Freestyle rapping is spitting lyrics in ciphers (or alone) that you make up on the spot. While you might sneak in a line or two that you wrote the night before, most of your flow should be improvised, spontaneous, and off the top o' the dome. Keep your freestyle lyrics funny, improvised and creative.

Learn How to Rap
This Freestyle Guide comes from The Rapper's Handbook. The Official Flocabulary Ten-Step Technique for Learning to Freestyle Rap by Emcee Escher, esq.

Step 1. Start easy

No need to start off rhyming “the toasty cow’s utter” with “most o’ my flow’s butter”. No need to even rhyme. Just forget everything else and flow. The rhythm can be simple, the words might be second-grade level, but you’re still freestyling as long as you make it up. This was my first freestyle rap, which I spit when I was 11 months old:

I am funny,
I like bunnies,
Touch my tummy,
Mummy

Step 2. Keep flowing

You’re going to make mistakes. You’re going to sound stupid. Make your first freestyle rap verses your stupidest verses just to get them out of the way. Keep flowing. Can’t think of a rhyme? Keep flowing! Stutter over words? Keep flowing. It’s inevitable that at some point some of your lines won’t rhyme, won’t make sense, or that you will inadvertently diss yourself. (I knew one guy who accidentally dissed himself all the time when we were freestyling.) Just keep flowing.

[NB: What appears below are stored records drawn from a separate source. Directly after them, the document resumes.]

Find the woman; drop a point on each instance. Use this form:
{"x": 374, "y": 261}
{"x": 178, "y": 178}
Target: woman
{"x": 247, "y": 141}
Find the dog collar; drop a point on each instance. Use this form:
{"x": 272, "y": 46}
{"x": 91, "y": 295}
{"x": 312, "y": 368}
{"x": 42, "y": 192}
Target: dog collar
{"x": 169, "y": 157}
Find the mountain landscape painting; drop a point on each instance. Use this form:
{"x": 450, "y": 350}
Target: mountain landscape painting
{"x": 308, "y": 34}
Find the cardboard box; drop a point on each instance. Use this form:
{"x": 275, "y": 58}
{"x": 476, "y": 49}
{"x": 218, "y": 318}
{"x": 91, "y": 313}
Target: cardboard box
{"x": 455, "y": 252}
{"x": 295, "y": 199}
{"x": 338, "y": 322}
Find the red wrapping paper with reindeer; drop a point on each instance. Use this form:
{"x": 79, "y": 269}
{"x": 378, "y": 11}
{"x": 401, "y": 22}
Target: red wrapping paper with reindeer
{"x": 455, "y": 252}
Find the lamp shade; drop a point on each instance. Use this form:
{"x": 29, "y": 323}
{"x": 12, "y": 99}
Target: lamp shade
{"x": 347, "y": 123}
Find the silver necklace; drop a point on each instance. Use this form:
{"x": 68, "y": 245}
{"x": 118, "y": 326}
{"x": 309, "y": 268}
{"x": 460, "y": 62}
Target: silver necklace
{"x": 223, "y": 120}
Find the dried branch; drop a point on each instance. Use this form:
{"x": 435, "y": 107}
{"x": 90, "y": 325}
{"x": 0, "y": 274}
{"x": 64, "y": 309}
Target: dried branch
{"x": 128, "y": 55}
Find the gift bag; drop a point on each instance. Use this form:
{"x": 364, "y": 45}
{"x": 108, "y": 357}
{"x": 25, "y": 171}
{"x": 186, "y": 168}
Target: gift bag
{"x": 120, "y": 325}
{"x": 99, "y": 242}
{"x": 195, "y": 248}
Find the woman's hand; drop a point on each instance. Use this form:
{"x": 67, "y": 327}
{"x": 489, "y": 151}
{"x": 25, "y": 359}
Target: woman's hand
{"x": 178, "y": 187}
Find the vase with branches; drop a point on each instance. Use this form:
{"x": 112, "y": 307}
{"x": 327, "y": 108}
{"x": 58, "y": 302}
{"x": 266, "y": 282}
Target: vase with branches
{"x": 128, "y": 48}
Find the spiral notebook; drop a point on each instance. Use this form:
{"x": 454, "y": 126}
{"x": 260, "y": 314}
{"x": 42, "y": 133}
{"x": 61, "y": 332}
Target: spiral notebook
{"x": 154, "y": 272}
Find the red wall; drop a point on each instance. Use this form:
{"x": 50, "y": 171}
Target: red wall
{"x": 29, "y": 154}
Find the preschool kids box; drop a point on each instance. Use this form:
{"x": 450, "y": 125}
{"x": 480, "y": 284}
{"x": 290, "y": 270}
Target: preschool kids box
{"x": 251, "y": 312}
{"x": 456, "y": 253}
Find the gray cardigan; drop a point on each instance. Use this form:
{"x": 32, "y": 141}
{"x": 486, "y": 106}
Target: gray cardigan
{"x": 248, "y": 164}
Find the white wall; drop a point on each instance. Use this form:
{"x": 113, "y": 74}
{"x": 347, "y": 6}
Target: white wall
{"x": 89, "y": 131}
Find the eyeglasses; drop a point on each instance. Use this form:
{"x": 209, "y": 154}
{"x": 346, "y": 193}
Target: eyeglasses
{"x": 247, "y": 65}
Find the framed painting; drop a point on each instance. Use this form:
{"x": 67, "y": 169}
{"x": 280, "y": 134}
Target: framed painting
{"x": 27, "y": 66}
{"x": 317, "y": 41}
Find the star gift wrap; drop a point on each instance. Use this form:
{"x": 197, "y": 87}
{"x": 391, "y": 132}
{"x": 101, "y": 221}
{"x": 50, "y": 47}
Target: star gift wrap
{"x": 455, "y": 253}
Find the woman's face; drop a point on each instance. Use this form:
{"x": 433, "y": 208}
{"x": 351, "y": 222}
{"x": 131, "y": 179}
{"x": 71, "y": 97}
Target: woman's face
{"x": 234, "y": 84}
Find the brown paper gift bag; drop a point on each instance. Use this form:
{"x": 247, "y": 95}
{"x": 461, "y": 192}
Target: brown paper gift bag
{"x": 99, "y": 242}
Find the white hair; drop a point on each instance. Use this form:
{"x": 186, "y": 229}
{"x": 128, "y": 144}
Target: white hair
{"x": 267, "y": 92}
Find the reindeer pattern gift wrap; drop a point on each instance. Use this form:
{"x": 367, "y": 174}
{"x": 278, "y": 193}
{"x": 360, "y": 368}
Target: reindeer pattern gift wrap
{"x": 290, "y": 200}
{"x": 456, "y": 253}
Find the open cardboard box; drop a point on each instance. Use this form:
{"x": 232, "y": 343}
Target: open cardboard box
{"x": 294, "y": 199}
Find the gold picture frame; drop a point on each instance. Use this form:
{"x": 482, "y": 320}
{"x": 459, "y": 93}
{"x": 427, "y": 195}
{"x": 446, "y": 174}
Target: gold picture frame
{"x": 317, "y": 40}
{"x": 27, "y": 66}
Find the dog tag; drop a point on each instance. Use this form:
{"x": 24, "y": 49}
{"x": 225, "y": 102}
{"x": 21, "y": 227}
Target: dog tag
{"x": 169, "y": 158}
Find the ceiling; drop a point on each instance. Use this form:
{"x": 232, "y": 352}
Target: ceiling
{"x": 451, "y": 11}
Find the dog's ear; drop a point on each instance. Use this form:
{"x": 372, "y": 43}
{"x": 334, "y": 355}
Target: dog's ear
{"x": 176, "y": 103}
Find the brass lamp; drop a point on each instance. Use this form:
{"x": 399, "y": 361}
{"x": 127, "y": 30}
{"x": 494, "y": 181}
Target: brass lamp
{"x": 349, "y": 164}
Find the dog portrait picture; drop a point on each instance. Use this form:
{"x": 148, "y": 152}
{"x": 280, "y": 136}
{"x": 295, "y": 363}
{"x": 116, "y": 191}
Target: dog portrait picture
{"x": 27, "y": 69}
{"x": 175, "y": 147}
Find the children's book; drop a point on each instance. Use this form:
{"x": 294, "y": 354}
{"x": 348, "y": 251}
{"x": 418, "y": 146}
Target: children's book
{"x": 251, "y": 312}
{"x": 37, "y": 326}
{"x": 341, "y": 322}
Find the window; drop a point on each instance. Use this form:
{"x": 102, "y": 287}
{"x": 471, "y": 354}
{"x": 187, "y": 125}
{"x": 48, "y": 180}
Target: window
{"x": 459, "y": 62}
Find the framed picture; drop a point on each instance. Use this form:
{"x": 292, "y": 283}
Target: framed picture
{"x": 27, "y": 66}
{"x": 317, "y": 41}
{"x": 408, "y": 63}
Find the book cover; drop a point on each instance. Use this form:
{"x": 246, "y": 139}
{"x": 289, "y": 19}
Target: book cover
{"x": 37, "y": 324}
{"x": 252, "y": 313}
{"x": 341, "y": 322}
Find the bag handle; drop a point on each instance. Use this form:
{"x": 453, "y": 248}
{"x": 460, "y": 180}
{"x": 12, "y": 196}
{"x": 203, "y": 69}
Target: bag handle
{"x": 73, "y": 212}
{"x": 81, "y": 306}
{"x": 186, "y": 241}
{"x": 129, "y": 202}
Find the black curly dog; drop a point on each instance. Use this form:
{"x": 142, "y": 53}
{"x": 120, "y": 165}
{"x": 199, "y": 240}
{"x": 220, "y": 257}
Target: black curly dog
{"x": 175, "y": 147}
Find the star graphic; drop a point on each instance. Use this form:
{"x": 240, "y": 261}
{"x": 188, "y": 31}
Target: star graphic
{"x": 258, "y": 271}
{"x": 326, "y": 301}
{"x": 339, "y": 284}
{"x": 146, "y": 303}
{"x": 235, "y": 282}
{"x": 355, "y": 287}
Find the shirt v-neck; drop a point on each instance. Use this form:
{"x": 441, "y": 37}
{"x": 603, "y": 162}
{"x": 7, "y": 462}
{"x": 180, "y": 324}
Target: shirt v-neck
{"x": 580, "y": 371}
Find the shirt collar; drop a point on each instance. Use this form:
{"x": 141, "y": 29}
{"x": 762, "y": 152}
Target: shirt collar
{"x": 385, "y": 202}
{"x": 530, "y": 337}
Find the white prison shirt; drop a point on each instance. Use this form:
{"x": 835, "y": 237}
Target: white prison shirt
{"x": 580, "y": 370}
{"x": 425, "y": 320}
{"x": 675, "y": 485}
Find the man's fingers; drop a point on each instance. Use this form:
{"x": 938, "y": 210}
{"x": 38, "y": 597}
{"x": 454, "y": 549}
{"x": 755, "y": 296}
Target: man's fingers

If you make a mistake, do your best to incorporate your mistake into your next lines like Eminem did on this freestyle:

I take a beat and loop it,
I take a beat and choop it,
Choop it? What does that mean?
I don’t know but I got fat jeans on,
And I already said that,
I don’t know where my head’s at,

Another technique to use when you find yourself in a bind is to whip out a quick filler. Fillers are just little phrases that you can insert occasionally to give you more time to think of a dope line. Every emcee has his own fillers. For example, Eyedea says “I grab the microphone.” Jin often says, “I’m (nasty) when I’m freeing.” I usually say, “You know what I’m sayin’?”

Try to come up with a few fillers that you feel comfortable using. They’ll bail you out of some awkward pauses. As you get better, you can rely less heavily on your fillers.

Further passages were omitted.